Le principe de Pareto est attribué à Joseph Juran, qualiticien, qui en a donné la définition suivante : « Le principe de Pareto est la méthode générale permettant de trier un quelconque agrégat en deux parties : les problèmes vitaux et les problèmes plus secondaires – dans tous les cas, l’application du principe de Pareto permet d’identifier les propriétés des problèmes stratégiques et de les séparer des autres ». La méthode ABC, qu’on doit au même personnage, est une variante précisée ainsi : « J’ai un peu exagéré en avançant que le principe de Pareto permet seulement de séparer les choses en deux parts. En réalité, il existe 3 parties. La troisième est un “résidu” qui prend place entre les composantes prioritaires et les composantes secondaires. Ce “résidu” peut être dénommé “zone à risques” (awkward-zone). Chaque élément de cette zone à risques n’est pas assez important pour justifier un lourd investissement dans l’analyse, mais leur regroupement dépasse les capacités d’analyse » (Juran, 1964).

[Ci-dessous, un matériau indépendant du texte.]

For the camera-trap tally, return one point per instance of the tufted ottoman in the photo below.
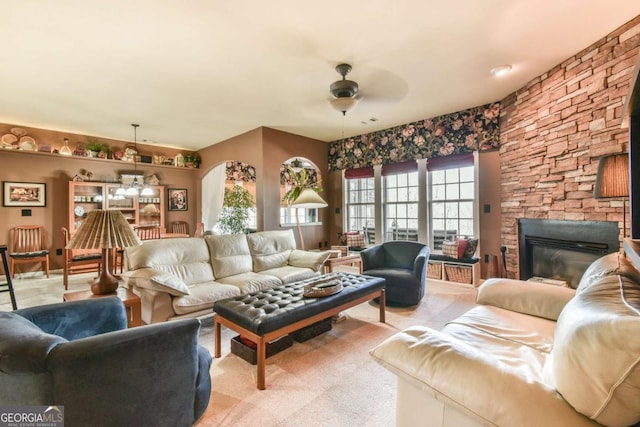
(266, 315)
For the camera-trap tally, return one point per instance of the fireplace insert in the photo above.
(562, 250)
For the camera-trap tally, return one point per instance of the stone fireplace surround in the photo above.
(553, 132)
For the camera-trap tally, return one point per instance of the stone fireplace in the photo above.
(562, 250)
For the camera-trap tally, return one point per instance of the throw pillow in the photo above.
(462, 247)
(472, 245)
(308, 259)
(450, 249)
(355, 240)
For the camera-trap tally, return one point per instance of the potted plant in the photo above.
(95, 148)
(234, 215)
(300, 181)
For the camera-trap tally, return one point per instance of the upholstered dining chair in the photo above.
(29, 246)
(181, 227)
(148, 232)
(77, 260)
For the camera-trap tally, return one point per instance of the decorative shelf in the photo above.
(93, 159)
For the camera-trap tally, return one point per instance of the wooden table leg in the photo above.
(262, 362)
(216, 327)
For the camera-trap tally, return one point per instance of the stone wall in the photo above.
(555, 129)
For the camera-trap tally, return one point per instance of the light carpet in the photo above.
(329, 380)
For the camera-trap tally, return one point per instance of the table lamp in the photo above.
(309, 199)
(612, 181)
(104, 229)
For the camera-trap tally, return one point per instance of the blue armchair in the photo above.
(81, 355)
(403, 265)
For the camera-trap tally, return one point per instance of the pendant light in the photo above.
(133, 188)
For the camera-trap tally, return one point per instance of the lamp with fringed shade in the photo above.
(104, 229)
(612, 181)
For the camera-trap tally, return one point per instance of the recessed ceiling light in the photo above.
(501, 70)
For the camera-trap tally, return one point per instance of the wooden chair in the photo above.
(199, 229)
(78, 260)
(29, 246)
(181, 227)
(147, 232)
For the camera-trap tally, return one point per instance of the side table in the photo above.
(130, 300)
(349, 260)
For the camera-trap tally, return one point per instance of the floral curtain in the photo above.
(474, 129)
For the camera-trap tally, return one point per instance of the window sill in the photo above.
(302, 224)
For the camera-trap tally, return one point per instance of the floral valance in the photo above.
(238, 171)
(474, 129)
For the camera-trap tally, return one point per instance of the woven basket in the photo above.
(434, 270)
(459, 273)
(249, 352)
(308, 332)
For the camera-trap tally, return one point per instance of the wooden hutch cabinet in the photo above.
(138, 210)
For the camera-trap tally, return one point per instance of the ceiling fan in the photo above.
(345, 92)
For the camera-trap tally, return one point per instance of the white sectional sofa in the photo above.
(183, 277)
(529, 354)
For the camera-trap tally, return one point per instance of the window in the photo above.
(401, 206)
(359, 203)
(451, 204)
(432, 198)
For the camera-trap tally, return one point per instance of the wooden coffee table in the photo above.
(130, 300)
(262, 323)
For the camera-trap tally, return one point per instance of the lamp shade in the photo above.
(309, 199)
(612, 179)
(104, 229)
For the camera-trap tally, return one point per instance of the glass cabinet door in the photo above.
(150, 207)
(126, 204)
(84, 197)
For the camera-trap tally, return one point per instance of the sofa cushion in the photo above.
(229, 254)
(251, 282)
(595, 362)
(308, 259)
(148, 278)
(202, 296)
(534, 298)
(271, 249)
(187, 258)
(290, 274)
(615, 263)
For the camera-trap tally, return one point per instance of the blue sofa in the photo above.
(81, 355)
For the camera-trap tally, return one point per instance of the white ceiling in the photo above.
(194, 73)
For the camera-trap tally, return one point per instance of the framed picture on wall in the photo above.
(178, 199)
(24, 194)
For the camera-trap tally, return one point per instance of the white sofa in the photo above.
(529, 354)
(183, 277)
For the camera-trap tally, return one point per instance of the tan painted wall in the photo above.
(489, 196)
(266, 149)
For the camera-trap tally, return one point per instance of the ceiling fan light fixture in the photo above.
(344, 105)
(501, 70)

Le diagramme de Pareto est une sorte de preuve par l’image pour voir plus facilement où concentrer les efforts (exemple ci-dessous tiré de Wikipedia, avec des données hypothétiques sur les causes de retard au travail – la ligne rouge est le cumul des valeurs en pourcentage. Ici les trois premières causes génèrent 80 % des effets).

800px-Pareto_fr.png

Figure 6-3

Exemple de diagramme de Pareto (source Wikipedia) Quelques exemples de la loi de Pareto :

management : 80 % des problèmes peuvent se résoudre avec l’analyse stratégique de 20 % des causes ;

gestion de projet : 80 % d’accomplissement d’une mise au point nécessite 20 % de l’effort ;

conception : les fonctionnalités les plus utilisées (80 % du temps) méritent le plus d’attention, même si elles sont les plus banales, alors que celles qui sont peu utilisées (20 % du temps) devraient se satisfaire d’un effort moindre ;

ergonomie : 20 % des possibilités offertes à l’utilisateur sont utilisées 80 % du temps ;

analyse des coûts : 80 % des coûts sont l’affaire de 20 % des postes.